Published online by Cambridge University Press: 05 December 2011
‘A philosophical being unknown to me.’ (Descartes)
Substantial forms: so much drivel?
When Francisco Suárez's contemporary René Descartes reports his lack of knowledge regarding substantial form, he does not mean to lament his own ignorance so much as to lay blame on the scholastic proponents of a doctrine he regards as dubious at best: he thinks, in fact, that there is nothing there to be known. In this he was only the first of a series of seventeenth- and eighteenth-century philosophers who sought to distance themselves from what came to be lampooned as a characteristically obscure scholastic doctrine. Locke, for instance, derided his predecessors for their ‘fruitless Enquiries after substantial Forms, wholly unintelligible, and whereof we have scarce so much as any obscure, or confused Conception in general’. If the doctrine of substantial forms is ‘wholly unintelligible’, as Locke contends, then it is hardly surprising that we have such an obscure and confused conception of it. Knowing a substantial form would be akin to having de re knowledge of a fastidious prime number or a bookish colour; such (putative) objects are incoherent, and so do not admit of even partial or confused conceptions.

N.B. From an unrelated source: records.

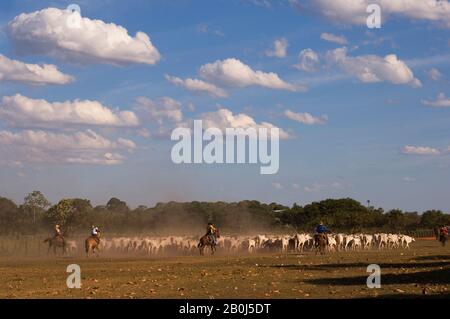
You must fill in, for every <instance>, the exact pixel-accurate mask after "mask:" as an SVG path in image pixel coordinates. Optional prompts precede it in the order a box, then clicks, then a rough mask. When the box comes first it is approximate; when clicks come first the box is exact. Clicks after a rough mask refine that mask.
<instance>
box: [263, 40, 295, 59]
mask: <svg viewBox="0 0 450 319" xmlns="http://www.w3.org/2000/svg"><path fill="white" fill-rule="evenodd" d="M288 46H289V43H288V41H287V40H286V39H285V38H281V39H277V40H275V41H274V42H273V48H272V49H271V50H269V51H266V55H267V56H269V57H276V58H285V57H286V56H287V48H288Z"/></svg>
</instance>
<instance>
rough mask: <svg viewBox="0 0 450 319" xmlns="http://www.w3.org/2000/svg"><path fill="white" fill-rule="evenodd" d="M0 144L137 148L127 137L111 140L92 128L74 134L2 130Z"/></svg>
mask: <svg viewBox="0 0 450 319" xmlns="http://www.w3.org/2000/svg"><path fill="white" fill-rule="evenodd" d="M0 144H3V145H23V146H29V147H38V148H43V149H49V150H68V149H78V150H79V149H92V150H98V149H106V150H112V149H119V148H125V149H130V150H132V149H135V148H136V145H135V144H134V143H133V142H132V141H130V140H126V139H122V138H119V139H118V140H117V141H115V142H113V141H110V140H108V139H106V138H104V137H102V136H101V135H99V134H97V133H95V132H94V131H92V130H86V131H82V132H76V133H74V134H64V133H51V132H46V131H32V130H25V131H21V132H20V133H12V132H9V131H0Z"/></svg>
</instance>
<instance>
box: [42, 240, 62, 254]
mask: <svg viewBox="0 0 450 319" xmlns="http://www.w3.org/2000/svg"><path fill="white" fill-rule="evenodd" d="M44 243H48V250H47V255H48V254H49V253H50V249H51V248H52V247H53V253H54V254H55V255H56V248H61V249H62V253H63V255H64V254H65V253H66V241H65V240H64V237H62V236H54V237H49V238H47V239H45V240H44Z"/></svg>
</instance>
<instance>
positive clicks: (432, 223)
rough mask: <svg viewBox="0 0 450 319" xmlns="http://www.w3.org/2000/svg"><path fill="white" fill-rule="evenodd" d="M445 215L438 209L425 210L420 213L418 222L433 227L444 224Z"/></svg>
mask: <svg viewBox="0 0 450 319" xmlns="http://www.w3.org/2000/svg"><path fill="white" fill-rule="evenodd" d="M445 219H446V216H445V215H444V213H442V211H440V210H427V211H426V212H424V213H423V214H422V218H421V219H420V224H421V225H422V226H423V227H427V228H434V227H438V226H441V225H443V224H445V221H446V220H445Z"/></svg>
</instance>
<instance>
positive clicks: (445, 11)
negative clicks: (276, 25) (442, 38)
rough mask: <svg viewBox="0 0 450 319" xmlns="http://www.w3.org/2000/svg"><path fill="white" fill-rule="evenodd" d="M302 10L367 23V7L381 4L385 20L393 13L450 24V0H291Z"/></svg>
mask: <svg viewBox="0 0 450 319" xmlns="http://www.w3.org/2000/svg"><path fill="white" fill-rule="evenodd" d="M289 2H290V3H291V4H292V5H293V6H294V7H296V8H299V9H300V8H301V9H302V10H304V9H305V8H306V9H309V10H312V11H316V12H318V13H320V14H321V15H323V16H324V17H326V18H328V19H330V20H334V21H337V22H340V23H346V24H359V25H365V24H366V20H367V16H368V14H367V12H366V10H367V7H368V5H370V4H378V5H380V7H381V11H382V14H383V20H386V18H388V17H389V16H391V15H396V16H403V17H407V18H411V19H417V20H427V21H433V22H437V23H440V24H442V25H444V26H446V27H450V3H449V2H448V1H447V0H420V1H418V0H402V1H400V0H333V1H329V0H307V1H304V2H302V3H301V4H300V1H299V0H290V1H289Z"/></svg>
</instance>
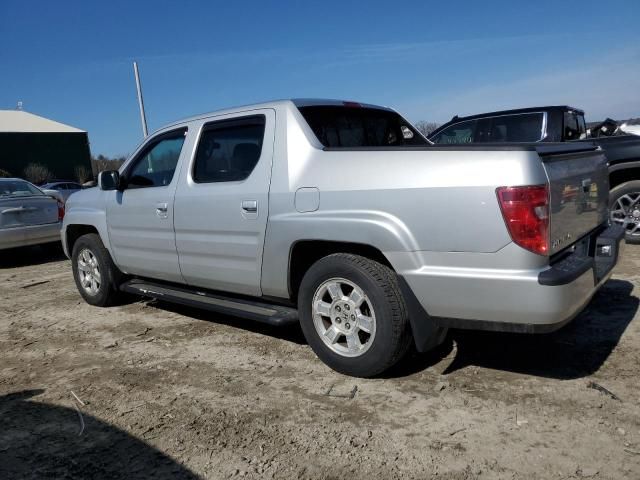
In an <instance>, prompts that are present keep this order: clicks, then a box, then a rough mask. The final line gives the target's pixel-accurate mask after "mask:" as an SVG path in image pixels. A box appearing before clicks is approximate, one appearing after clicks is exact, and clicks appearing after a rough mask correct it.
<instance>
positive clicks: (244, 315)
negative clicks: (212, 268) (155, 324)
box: [120, 279, 298, 326]
mask: <svg viewBox="0 0 640 480" xmlns="http://www.w3.org/2000/svg"><path fill="white" fill-rule="evenodd" d="M120 290H122V291H123V292H127V293H133V294H134V295H142V296H145V297H151V298H157V299H158V300H164V301H166V302H171V303H179V304H181V305H187V306H189V307H195V308H202V309H204V310H210V311H212V312H218V313H223V314H226V315H232V316H236V317H244V318H248V319H251V320H255V321H258V322H262V323H268V324H269V325H275V326H281V325H288V324H291V323H296V322H297V321H298V311H297V310H296V309H295V308H291V307H285V306H282V305H273V304H271V303H264V302H258V301H254V300H245V299H240V298H233V297H226V296H223V295H219V294H214V293H209V292H202V291H199V290H193V289H189V288H184V287H175V286H173V285H163V284H160V283H154V282H149V281H146V280H138V279H133V280H129V281H127V282H125V283H123V284H122V285H120Z"/></svg>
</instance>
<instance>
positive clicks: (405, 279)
mask: <svg viewBox="0 0 640 480" xmlns="http://www.w3.org/2000/svg"><path fill="white" fill-rule="evenodd" d="M623 235H624V232H623V231H622V232H621V231H620V230H618V228H617V227H610V228H608V229H606V230H604V231H601V232H600V233H599V234H592V235H591V236H588V237H587V238H585V239H583V241H582V243H579V244H577V245H576V251H575V252H573V253H571V254H569V255H567V256H565V258H563V259H561V260H559V261H558V262H556V263H555V264H554V265H552V266H551V267H548V266H547V267H543V268H536V269H528V270H508V269H493V268H460V267H455V268H445V267H438V268H433V267H427V266H423V267H421V268H418V269H412V270H410V271H402V272H400V274H401V276H402V277H403V278H404V280H405V281H406V283H407V285H408V286H409V288H410V289H411V292H412V293H413V295H415V297H416V299H417V300H418V301H419V302H420V304H421V305H422V307H423V308H424V309H425V310H426V312H428V314H429V315H430V316H431V317H432V318H433V319H434V320H435V321H436V323H438V324H439V325H441V326H443V327H452V328H465V329H475V330H495V331H511V332H527V333H540V332H549V331H553V330H556V329H558V328H560V327H562V326H563V325H564V324H566V323H567V322H569V321H570V320H572V319H573V318H574V317H575V316H576V315H577V314H578V313H580V312H581V311H582V309H583V308H584V307H585V306H586V305H587V303H588V302H589V301H590V300H591V298H592V297H593V295H594V294H595V293H596V291H597V290H598V288H599V287H600V286H601V285H602V284H603V283H604V282H605V281H606V280H607V279H608V278H609V277H610V276H611V270H612V269H613V267H614V266H615V265H616V263H617V260H618V257H619V253H620V248H621V247H622V246H623V245H624V242H623V241H622V239H623ZM604 245H609V246H610V248H608V249H606V248H605V249H604V251H605V252H608V253H609V255H608V256H606V257H603V256H602V255H596V253H595V252H596V250H597V248H598V246H600V247H602V246H604ZM590 253H591V255H590ZM599 253H600V254H602V249H601V250H600V251H599ZM489 263H490V262H489Z"/></svg>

Locke's haughty dismissal proved consequential, setting the stage for many of the English philosophers who followed him. Indeed, by the middle of the twentieth century, A. J. Ayer regarded himself justified in dismissing the entire topic of substance-based ontology without even pretending to offer a modestly informed argument against it. He thought it enough to remind his empiricist readers that the entire debate about substance could be set aside as ‘spurious’, deriving as it did from ‘the primitive superstition that to every name a single real entity must correspond’.